Advancing String Theory with 4G Model of Final Unification

In the framework of the recently proposed 4G model of final unification, integrating three large atomic gravitational constants corresponding to the electromagnetic, strong, and electroweak interactions, we explore the physical existence of a fundamental electroweak fermion of rest energy 585 GeV. This particle is envisioned as the “zygote” of all elementary fermions and as the weak‐field counterpart to photons and gluons. Using three core assumptions and five defining relations, the model quantitatively reproduces key nuclear and particle physics observables, including the strong coupling constant, nuclear binding energies, neutron lifetime, charge radii, and several dimensionless large numbers.
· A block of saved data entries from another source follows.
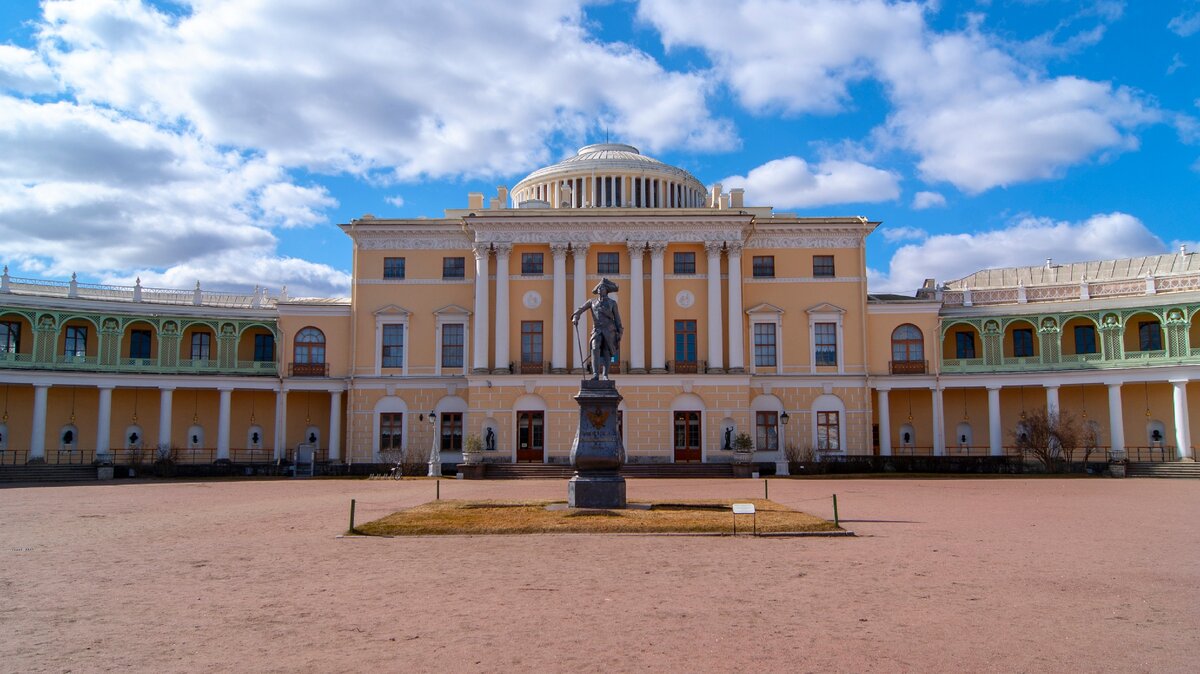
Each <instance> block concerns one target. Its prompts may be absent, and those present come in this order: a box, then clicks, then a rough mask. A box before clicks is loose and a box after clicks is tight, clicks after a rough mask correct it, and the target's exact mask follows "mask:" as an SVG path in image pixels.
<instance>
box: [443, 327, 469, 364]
mask: <svg viewBox="0 0 1200 674" xmlns="http://www.w3.org/2000/svg"><path fill="white" fill-rule="evenodd" d="M464 336H466V330H464V326H463V324H461V323H449V324H446V325H443V326H442V367H462V347H463V338H464Z"/></svg>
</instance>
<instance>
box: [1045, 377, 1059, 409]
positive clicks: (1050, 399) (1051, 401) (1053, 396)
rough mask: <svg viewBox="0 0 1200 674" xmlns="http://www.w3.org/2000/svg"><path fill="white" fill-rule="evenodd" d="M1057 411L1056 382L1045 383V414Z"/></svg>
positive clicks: (1056, 392) (1057, 392) (1057, 394)
mask: <svg viewBox="0 0 1200 674" xmlns="http://www.w3.org/2000/svg"><path fill="white" fill-rule="evenodd" d="M1057 413H1058V386H1057V385H1056V384H1048V385H1046V414H1057Z"/></svg>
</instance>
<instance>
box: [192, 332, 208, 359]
mask: <svg viewBox="0 0 1200 674" xmlns="http://www.w3.org/2000/svg"><path fill="white" fill-rule="evenodd" d="M211 355H212V335H210V333H208V332H192V360H193V361H206V360H209V356H211Z"/></svg>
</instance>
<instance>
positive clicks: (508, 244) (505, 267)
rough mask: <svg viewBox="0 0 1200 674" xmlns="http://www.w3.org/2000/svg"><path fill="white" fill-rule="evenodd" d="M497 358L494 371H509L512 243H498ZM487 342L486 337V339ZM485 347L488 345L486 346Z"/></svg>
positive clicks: (496, 313) (494, 366) (496, 351)
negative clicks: (509, 290)
mask: <svg viewBox="0 0 1200 674" xmlns="http://www.w3.org/2000/svg"><path fill="white" fill-rule="evenodd" d="M493 247H494V248H496V359H494V360H493V366H492V367H494V368H496V369H494V371H493V372H497V373H500V372H503V373H505V374H508V372H509V363H510V362H512V355H511V354H510V353H509V313H510V309H509V254H510V253H511V252H512V243H496V245H494V246H493ZM485 343H486V339H485ZM484 348H485V349H486V348H487V347H484Z"/></svg>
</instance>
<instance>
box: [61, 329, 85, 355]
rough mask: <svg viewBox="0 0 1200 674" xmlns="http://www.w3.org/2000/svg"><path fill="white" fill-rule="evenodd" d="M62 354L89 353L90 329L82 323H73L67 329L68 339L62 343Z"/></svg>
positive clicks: (66, 354) (64, 354) (65, 340)
mask: <svg viewBox="0 0 1200 674" xmlns="http://www.w3.org/2000/svg"><path fill="white" fill-rule="evenodd" d="M62 355H65V356H86V355H88V329H86V327H84V326H82V325H71V326H67V330H66V339H65V341H64V343H62Z"/></svg>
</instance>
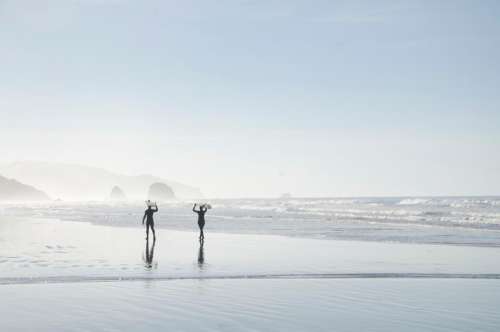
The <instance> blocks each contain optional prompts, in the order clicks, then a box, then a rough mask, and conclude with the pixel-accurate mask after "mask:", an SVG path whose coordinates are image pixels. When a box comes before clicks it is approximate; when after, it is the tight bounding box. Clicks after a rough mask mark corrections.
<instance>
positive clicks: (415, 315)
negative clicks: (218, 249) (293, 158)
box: [0, 279, 500, 332]
mask: <svg viewBox="0 0 500 332" xmlns="http://www.w3.org/2000/svg"><path fill="white" fill-rule="evenodd" d="M0 299H2V300H0V312H2V319H1V320H0V330H1V331H10V332H12V331H33V330H36V331H51V332H52V331H356V332H357V331H384V332H387V331H498V328H499V327H500V314H499V313H498V304H499V299H500V282H499V281H498V280H463V279H452V280H435V279H425V280H416V279H348V280H339V279H327V280H325V279H320V280H316V279H301V280H175V281H135V282H107V283H96V282H93V283H76V284H75V283H70V284H68V283H62V284H47V285H46V284H44V285H41V284H31V285H9V286H5V285H4V286H0ZM5 299H8V301H6V300H5ZM35 327H36V328H35Z"/></svg>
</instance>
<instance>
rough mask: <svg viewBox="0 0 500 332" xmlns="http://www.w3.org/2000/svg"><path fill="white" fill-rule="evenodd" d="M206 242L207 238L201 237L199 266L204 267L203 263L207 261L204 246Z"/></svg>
mask: <svg viewBox="0 0 500 332" xmlns="http://www.w3.org/2000/svg"><path fill="white" fill-rule="evenodd" d="M204 244H205V240H204V239H203V238H202V239H200V249H199V250H198V266H199V267H200V268H201V267H203V264H204V263H205V253H204V249H203V246H204Z"/></svg>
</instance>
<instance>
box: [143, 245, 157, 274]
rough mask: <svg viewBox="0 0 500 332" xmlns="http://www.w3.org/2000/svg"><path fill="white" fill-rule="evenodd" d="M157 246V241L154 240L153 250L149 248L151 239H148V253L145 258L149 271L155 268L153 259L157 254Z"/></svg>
mask: <svg viewBox="0 0 500 332" xmlns="http://www.w3.org/2000/svg"><path fill="white" fill-rule="evenodd" d="M155 244H156V239H153V243H152V245H151V248H150V247H149V239H146V252H145V256H143V259H144V263H145V265H146V268H147V269H151V268H153V257H154V253H155Z"/></svg>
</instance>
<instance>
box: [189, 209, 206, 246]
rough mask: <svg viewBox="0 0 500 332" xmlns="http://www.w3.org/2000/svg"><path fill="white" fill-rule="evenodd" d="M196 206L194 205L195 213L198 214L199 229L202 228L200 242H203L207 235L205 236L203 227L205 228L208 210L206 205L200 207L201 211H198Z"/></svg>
mask: <svg viewBox="0 0 500 332" xmlns="http://www.w3.org/2000/svg"><path fill="white" fill-rule="evenodd" d="M196 205H197V204H194V205H193V212H196V213H198V227H200V241H203V239H204V238H205V234H203V227H205V213H206V212H207V210H208V207H207V205H206V204H203V205H200V207H199V209H198V210H196Z"/></svg>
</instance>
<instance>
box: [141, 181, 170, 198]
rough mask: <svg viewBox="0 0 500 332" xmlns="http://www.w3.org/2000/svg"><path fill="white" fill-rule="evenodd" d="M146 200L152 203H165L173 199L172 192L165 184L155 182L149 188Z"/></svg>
mask: <svg viewBox="0 0 500 332" xmlns="http://www.w3.org/2000/svg"><path fill="white" fill-rule="evenodd" d="M148 198H149V199H150V200H152V201H167V200H169V199H174V198H175V195H174V191H173V190H172V188H170V187H169V186H167V185H166V184H165V183H161V182H156V183H153V184H152V185H151V186H150V187H149V192H148Z"/></svg>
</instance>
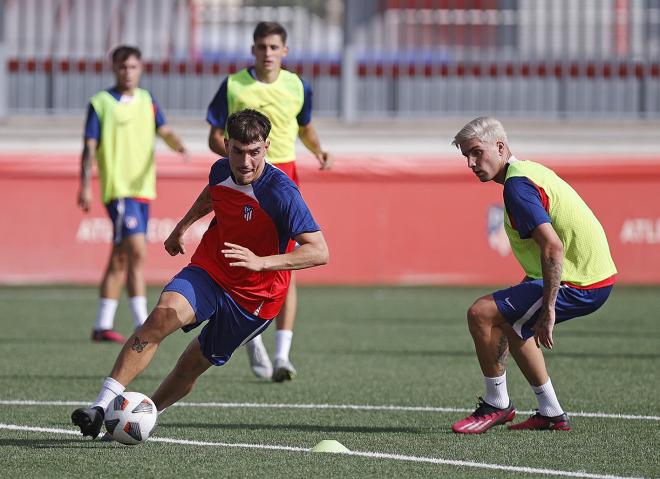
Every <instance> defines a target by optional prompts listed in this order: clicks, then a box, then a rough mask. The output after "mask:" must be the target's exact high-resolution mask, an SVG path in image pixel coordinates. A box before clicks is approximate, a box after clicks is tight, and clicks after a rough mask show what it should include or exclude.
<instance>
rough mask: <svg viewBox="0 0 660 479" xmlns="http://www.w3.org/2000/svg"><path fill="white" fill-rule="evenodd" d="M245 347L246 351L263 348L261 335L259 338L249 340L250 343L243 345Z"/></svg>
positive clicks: (253, 338) (247, 343) (263, 342)
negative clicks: (248, 350) (255, 348)
mask: <svg viewBox="0 0 660 479" xmlns="http://www.w3.org/2000/svg"><path fill="white" fill-rule="evenodd" d="M245 347H246V348H248V349H252V348H258V347H262V348H263V347H265V346H264V341H263V339H261V334H260V335H259V336H256V337H254V338H252V339H251V340H250V342H248V343H246V344H245Z"/></svg>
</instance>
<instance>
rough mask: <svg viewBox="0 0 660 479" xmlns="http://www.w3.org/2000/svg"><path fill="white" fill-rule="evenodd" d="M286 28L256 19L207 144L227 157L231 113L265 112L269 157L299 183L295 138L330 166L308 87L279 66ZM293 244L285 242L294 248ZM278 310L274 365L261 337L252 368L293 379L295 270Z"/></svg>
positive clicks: (273, 377)
mask: <svg viewBox="0 0 660 479" xmlns="http://www.w3.org/2000/svg"><path fill="white" fill-rule="evenodd" d="M286 37H287V35H286V30H284V28H283V27H282V25H280V24H279V23H275V22H259V24H257V26H256V28H255V30H254V34H253V39H254V45H252V55H254V66H252V67H249V68H245V69H243V70H241V71H239V72H237V73H234V74H232V75H229V76H228V77H227V78H225V80H224V81H223V82H222V84H221V85H220V88H219V89H218V92H217V93H216V94H215V96H214V97H213V100H212V101H211V104H210V105H209V108H208V111H207V115H206V120H207V121H208V123H209V124H210V125H211V130H210V132H209V147H210V148H211V150H212V151H214V152H215V153H217V154H218V155H221V156H225V157H226V156H227V151H226V150H225V145H224V137H225V136H226V135H225V130H226V128H225V124H226V122H227V118H228V116H229V115H230V114H232V113H234V112H237V111H240V110H242V109H244V108H251V109H254V110H257V111H259V112H261V113H263V114H264V115H266V116H267V117H268V118H269V120H270V122H271V123H272V125H273V128H272V130H271V133H270V149H269V150H268V158H267V160H268V162H269V163H271V164H272V165H273V166H276V167H277V168H279V169H280V170H282V171H283V172H284V173H286V174H287V176H289V178H291V180H293V182H294V183H295V184H296V185H298V184H299V182H298V173H297V171H296V162H295V159H296V151H295V144H296V138H298V137H299V138H300V140H301V141H302V143H303V144H304V145H305V146H306V147H307V149H308V150H309V151H310V152H312V154H313V155H314V157H315V158H316V159H317V160H318V162H319V165H320V168H321V170H327V169H329V168H330V167H331V165H332V161H331V157H330V156H329V155H328V153H327V152H325V151H323V150H322V149H321V144H320V142H319V137H318V135H317V133H316V130H315V128H314V126H313V125H312V121H311V120H312V89H311V86H310V85H309V84H308V83H307V82H305V81H303V80H301V79H300V78H299V77H298V75H296V74H295V73H291V72H289V71H287V70H284V69H282V59H283V58H284V57H286V55H287V53H288V47H287V45H286ZM294 246H295V244H294V243H291V244H290V245H289V248H290V249H292V248H293V247H294ZM287 294H288V295H287V298H286V301H285V303H284V306H283V308H282V311H281V313H280V314H279V316H278V317H277V321H276V326H277V332H276V333H275V355H274V359H275V361H274V365H273V364H272V363H271V362H270V359H269V358H268V353H267V352H266V348H265V347H264V344H263V341H262V339H261V336H257V337H256V338H255V339H253V340H252V341H250V342H249V343H248V344H247V345H246V348H247V351H248V356H249V359H250V365H251V367H252V372H253V373H254V374H255V375H256V376H257V377H260V378H264V379H271V378H272V380H273V381H276V382H281V381H285V380H289V379H292V378H293V377H294V376H295V375H296V370H295V368H294V367H293V364H291V361H290V360H289V351H290V349H291V341H292V338H293V324H294V322H295V318H296V308H297V288H296V280H295V275H294V274H292V275H291V286H290V287H289V290H288V293H287Z"/></svg>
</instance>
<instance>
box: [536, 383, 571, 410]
mask: <svg viewBox="0 0 660 479" xmlns="http://www.w3.org/2000/svg"><path fill="white" fill-rule="evenodd" d="M532 390H533V391H534V394H536V400H537V401H538V402H539V412H540V413H541V414H543V415H544V416H547V417H555V416H559V415H560V414H564V410H563V409H562V408H561V406H560V405H559V401H558V400H557V395H556V394H555V388H554V387H552V382H551V381H550V379H548V382H547V383H545V384H543V385H542V386H532Z"/></svg>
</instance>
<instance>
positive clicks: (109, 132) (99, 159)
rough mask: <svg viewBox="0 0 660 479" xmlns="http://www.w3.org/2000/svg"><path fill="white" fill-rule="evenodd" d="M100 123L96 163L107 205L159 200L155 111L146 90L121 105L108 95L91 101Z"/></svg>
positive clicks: (101, 186)
mask: <svg viewBox="0 0 660 479" xmlns="http://www.w3.org/2000/svg"><path fill="white" fill-rule="evenodd" d="M90 102H91V104H92V106H93V107H94V111H95V112H96V114H97V115H98V117H99V121H100V123H101V142H100V143H99V145H98V148H97V154H96V159H97V163H98V168H99V177H100V180H101V196H102V198H103V202H104V203H108V202H110V201H111V200H114V199H117V198H128V197H137V198H149V199H153V198H155V197H156V165H155V163H154V139H155V135H156V132H155V130H156V128H155V120H154V107H153V101H152V99H151V95H150V94H149V92H148V91H147V90H142V89H140V88H137V89H136V90H135V92H134V94H133V99H132V100H131V101H130V102H128V103H120V102H118V101H117V100H115V98H114V97H113V96H112V95H111V94H110V93H108V92H107V91H102V92H99V93H97V94H96V95H94V96H93V97H92V99H91V100H90Z"/></svg>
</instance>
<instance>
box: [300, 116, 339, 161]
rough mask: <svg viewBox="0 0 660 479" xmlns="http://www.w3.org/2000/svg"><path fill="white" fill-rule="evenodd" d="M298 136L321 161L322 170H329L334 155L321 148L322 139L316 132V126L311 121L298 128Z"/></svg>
mask: <svg viewBox="0 0 660 479" xmlns="http://www.w3.org/2000/svg"><path fill="white" fill-rule="evenodd" d="M298 136H299V137H300V141H302V142H303V145H305V147H306V148H307V149H308V150H309V151H311V152H312V154H313V155H314V156H315V157H316V159H317V160H318V162H319V165H320V168H321V169H322V170H329V169H330V168H331V167H332V157H331V156H330V154H329V153H328V152H327V151H323V150H322V149H321V141H320V140H319V135H318V133H316V128H314V125H312V123H311V122H309V123H307V124H306V125H304V126H301V127H300V128H298Z"/></svg>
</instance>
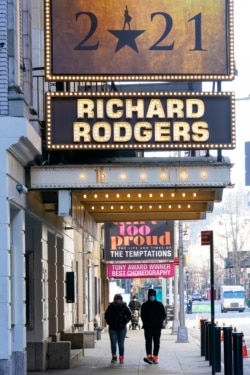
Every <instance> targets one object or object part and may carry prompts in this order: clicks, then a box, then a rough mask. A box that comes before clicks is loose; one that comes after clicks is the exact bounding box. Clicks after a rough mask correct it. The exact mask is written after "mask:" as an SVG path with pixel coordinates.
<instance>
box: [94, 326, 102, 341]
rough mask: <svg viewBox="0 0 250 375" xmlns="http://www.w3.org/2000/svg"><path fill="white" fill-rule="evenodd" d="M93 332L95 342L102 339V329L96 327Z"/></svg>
mask: <svg viewBox="0 0 250 375" xmlns="http://www.w3.org/2000/svg"><path fill="white" fill-rule="evenodd" d="M95 332H96V340H101V338H102V328H101V327H97V328H96V330H95Z"/></svg>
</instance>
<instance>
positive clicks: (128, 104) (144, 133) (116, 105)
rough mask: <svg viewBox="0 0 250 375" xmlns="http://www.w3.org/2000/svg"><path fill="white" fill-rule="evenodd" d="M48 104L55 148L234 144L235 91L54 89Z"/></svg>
mask: <svg viewBox="0 0 250 375" xmlns="http://www.w3.org/2000/svg"><path fill="white" fill-rule="evenodd" d="M46 110H47V111H46V116H47V118H46V120H47V148H48V149H53V150H61V149H74V150H88V149H89V150H103V149H110V150H131V149H132V150H171V149H211V148H215V149H223V148H224V149H227V148H234V147H235V103H234V95H233V94H232V93H207V92H203V93H192V92H183V93H170V92H161V93H112V92H111V93H110V92H109V93H91V94H90V93H81V94H79V93H58V92H56V93H55V92H50V93H47V94H46Z"/></svg>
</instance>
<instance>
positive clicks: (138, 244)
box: [104, 221, 174, 262]
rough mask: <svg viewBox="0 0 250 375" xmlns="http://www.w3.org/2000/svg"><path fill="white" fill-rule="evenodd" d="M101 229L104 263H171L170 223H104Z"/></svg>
mask: <svg viewBox="0 0 250 375" xmlns="http://www.w3.org/2000/svg"><path fill="white" fill-rule="evenodd" d="M104 229H105V248H104V259H105V260H107V261H118V260H119V261H125V260H126V261H130V262H131V261H135V260H136V261H137V260H148V261H150V260H153V259H154V260H156V259H157V260H158V261H164V260H165V261H166V260H173V257H174V224H173V221H131V222H115V223H106V224H105V225H104Z"/></svg>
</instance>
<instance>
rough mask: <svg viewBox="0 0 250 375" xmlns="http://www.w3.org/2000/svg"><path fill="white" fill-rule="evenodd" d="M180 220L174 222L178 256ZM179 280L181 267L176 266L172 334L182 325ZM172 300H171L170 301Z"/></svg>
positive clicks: (174, 286)
mask: <svg viewBox="0 0 250 375" xmlns="http://www.w3.org/2000/svg"><path fill="white" fill-rule="evenodd" d="M178 232H179V231H178V222H177V221H176V220H175V222H174V253H175V256H178V244H177V238H178ZM178 280H179V267H178V266H175V267H174V320H173V325H172V334H177V333H178V327H179V326H180V322H179V316H178V303H177V301H178V294H179V286H178V284H179V283H178ZM169 302H170V301H169Z"/></svg>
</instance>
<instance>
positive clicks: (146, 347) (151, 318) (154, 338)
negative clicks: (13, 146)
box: [141, 289, 166, 364]
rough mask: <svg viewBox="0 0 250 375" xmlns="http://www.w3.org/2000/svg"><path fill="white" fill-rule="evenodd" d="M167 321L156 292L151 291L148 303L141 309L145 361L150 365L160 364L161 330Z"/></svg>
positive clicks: (160, 303)
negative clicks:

Theoretical string tensions and energies are derived for each atomic interaction (weak, strong, electromagnetic) using experimentally relevant scales (GeV–MeV–eV) rather than the inaccessible Planck scale, thus extending string theory’s applicability to testable low‑energy domains. Comparative analysis (Tables 1 and 2) demonstrates close agreement between calculated string energies and known interaction energies, providing a bridge between quantum gravity concepts and measurable nuclear data. The model also predicts possible astrophysical signatures of the 585 GeV fermion through annihilation and acceleration processes capable of generating TeV–multi‑TeV photons. A neutral fermion of 585 GeV seems to be in line with the recent Fermi-LAT gamma-ray excesses in the Milky Way halo. While the approach is qualitative in some mathematical details, its ability to fit fundamental constants and nuclear properties within a unified string–gravitational paradigm offers a promising, experimentally approachable route toward a physically grounded final unification theory. Additionally, our 4G model assumes a charged electroweak fermion with a mass of 585 GeV/c2 , intriguingly close to half the mass of the neutral supersymmetric Higgsino, estimated to lie between 1.1 and 1.2 TeV/c2. This numerical proximity reinforces the model’s alignment with leading theories of dark matter and supersymmetry, highlighting the charged fermion’s potential role as a fundamental building block within the electroweak sector. Such correspondence provides a compelling avenue for experimental searches and deeper theoretical investigations bridging nuclear physics and particle phenomenology.